Bewegung
Bildachsen und goldener Schnitt sind Gestaltungsprinzipien, die genauso in der Fotografie genutzt werden wie bei Video. Doch während ein Foto nur einen Moment abbilden kann, handelt es sich bei Video um ein Bewegtbild-Medium – nur wer Bewegung in seine Bilder bringt, schöpft das volle Potential von Video aus. Grundsätzlich gibt es 3 Möglichkeiten, den Bildern "Beine zu machen".
Erstens: Das Motiv bewegt sich selbst. Dies ist wohl die einfachste Möglichkeit, Bilder zu dynamisieren. Halten Sie also nach Bewegung Ausschau und binden Sie diese in Ihre Motive mit ein. Fußgänger, Verkehrsmittel, Kinder, Hunde, Wolken, eine Zeitung, die von einem Windstoß erfasst wird – das Spektrum reicht von Alltäglichem bis zu poetischen Momenten.
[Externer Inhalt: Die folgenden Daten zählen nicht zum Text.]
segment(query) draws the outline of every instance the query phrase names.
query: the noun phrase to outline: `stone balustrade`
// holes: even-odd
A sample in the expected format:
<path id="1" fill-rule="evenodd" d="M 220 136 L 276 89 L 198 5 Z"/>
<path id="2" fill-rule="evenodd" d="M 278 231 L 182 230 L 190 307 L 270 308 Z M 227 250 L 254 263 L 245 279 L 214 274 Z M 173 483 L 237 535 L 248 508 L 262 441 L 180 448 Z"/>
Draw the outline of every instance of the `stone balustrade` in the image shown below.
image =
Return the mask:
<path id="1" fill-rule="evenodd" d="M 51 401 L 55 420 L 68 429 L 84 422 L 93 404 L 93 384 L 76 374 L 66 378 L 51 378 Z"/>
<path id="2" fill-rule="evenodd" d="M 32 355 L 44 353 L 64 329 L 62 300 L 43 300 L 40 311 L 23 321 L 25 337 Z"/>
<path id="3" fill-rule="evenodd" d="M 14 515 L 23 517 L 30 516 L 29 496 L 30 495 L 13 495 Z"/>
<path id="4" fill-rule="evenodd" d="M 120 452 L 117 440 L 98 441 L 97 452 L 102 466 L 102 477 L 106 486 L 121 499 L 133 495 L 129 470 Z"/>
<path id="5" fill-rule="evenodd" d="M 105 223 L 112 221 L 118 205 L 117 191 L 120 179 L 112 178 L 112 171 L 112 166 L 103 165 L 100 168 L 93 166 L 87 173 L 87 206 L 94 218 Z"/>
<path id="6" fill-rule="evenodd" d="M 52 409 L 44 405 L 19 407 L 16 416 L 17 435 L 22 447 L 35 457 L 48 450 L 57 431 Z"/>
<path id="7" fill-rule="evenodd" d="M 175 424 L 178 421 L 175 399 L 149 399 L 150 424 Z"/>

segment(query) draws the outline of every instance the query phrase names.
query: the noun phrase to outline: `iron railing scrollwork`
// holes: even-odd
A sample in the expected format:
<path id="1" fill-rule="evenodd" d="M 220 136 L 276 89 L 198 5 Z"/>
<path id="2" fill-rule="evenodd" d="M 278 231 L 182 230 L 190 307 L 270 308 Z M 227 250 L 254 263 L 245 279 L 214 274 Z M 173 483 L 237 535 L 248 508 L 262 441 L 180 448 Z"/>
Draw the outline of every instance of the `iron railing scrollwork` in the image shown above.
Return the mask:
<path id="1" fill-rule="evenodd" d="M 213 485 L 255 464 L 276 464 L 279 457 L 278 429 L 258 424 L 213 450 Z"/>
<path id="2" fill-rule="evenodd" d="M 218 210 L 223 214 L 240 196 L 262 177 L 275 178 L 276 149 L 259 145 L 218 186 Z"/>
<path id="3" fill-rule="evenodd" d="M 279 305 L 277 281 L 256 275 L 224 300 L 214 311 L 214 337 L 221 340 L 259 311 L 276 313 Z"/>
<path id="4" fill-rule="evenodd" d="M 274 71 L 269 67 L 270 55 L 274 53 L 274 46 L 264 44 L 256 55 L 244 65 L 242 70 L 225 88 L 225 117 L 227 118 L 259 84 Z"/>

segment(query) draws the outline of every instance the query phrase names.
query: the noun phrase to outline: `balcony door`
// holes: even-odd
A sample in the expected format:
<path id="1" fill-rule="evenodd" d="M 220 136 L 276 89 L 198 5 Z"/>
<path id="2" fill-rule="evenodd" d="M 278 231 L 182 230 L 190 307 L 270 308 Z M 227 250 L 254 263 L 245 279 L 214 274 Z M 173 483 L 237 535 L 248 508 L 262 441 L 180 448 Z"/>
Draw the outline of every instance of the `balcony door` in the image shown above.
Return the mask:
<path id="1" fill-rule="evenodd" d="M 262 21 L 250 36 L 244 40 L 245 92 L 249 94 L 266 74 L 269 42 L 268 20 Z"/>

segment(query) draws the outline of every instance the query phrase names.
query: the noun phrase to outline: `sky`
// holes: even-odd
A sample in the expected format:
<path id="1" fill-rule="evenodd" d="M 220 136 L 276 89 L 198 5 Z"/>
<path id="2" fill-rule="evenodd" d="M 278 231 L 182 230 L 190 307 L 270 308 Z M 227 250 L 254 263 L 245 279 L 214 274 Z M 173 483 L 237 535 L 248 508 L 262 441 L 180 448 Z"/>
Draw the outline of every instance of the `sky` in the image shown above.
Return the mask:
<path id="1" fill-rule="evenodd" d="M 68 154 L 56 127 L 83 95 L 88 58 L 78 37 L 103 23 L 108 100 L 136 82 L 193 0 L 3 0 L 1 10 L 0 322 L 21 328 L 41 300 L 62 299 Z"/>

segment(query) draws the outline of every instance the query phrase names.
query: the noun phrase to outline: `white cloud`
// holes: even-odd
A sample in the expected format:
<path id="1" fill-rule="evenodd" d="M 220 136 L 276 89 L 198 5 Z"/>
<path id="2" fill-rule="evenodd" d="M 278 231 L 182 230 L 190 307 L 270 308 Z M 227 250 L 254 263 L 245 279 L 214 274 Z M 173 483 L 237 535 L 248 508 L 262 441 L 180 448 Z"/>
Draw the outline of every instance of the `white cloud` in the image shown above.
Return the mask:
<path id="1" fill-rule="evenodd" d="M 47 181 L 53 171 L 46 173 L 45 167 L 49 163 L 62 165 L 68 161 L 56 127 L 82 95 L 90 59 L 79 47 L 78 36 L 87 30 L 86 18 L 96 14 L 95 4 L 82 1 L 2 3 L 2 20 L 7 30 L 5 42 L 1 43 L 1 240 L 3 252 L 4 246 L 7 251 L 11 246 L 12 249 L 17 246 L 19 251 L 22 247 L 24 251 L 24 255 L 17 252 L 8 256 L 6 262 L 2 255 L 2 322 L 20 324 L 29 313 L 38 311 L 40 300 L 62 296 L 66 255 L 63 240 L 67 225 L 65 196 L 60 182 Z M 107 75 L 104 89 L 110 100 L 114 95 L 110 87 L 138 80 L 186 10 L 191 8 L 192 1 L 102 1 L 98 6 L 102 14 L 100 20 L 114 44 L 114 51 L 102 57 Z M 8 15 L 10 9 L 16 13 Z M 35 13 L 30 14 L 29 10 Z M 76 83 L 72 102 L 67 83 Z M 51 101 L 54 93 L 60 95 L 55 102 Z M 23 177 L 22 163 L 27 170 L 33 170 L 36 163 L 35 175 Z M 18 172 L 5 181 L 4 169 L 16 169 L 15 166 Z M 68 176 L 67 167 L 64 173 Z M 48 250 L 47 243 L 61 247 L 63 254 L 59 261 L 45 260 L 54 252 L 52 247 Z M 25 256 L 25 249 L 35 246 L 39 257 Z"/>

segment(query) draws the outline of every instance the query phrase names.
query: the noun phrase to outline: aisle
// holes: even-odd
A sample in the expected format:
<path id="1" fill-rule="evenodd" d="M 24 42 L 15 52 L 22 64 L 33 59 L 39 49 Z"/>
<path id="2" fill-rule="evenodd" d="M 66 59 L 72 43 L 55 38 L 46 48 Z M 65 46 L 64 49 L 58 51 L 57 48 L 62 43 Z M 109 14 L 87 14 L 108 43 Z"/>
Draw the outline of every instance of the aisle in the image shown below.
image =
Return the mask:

Gezielte Bewegungen im Bildausschnitt können den Aufnahmen auch Tiefe und Struktur verleihen, indem Bildelemente etwa aus dem Hintergrund in die vorderen Bildebene kommen, oder sich auf etwas zubewegen und somit den Zuschauerblick lenken. Einer der ersten Filme überhaupt stellt in dieser Hinsicht so etwas wie eine Urszene dar – „Die Ankunft eines Zuges im Bahnhof von La Ciotat“ (1895) zeigt in einer einzigen Einstellung genau, was der Titel verspricht. Die Kamera ist so positioniert, dass die Gleise diagonal durch den Bildausschnitt verlaufen, der Zug fährt von oben rechts in das Bild, bis die Lokomotive vorne links zu stehen kommt, woraufhin Passagiere ein und aus steigen. Ohne die Kamera zu bewegen (diese Möglichkeit hatte man damals noch nicht) haben die Brüder Lumière auf diese Weise maximale Dynamik in ihr Bild gebracht. Das Gegenteil davon passiert übrigens in dem schon erwähnten Film „Der dritte Mann“. In einer langen Einstellung geht die Hauptdarstellerin aus der Ferne vor bis sie im Vordergrund die Bildfläche wieder verlässt, doch ist von ihrer Vorwärtsbewegung kaum etwas zu spüren, da sie frontal auf die Kamera zugeht (Abbildung 17).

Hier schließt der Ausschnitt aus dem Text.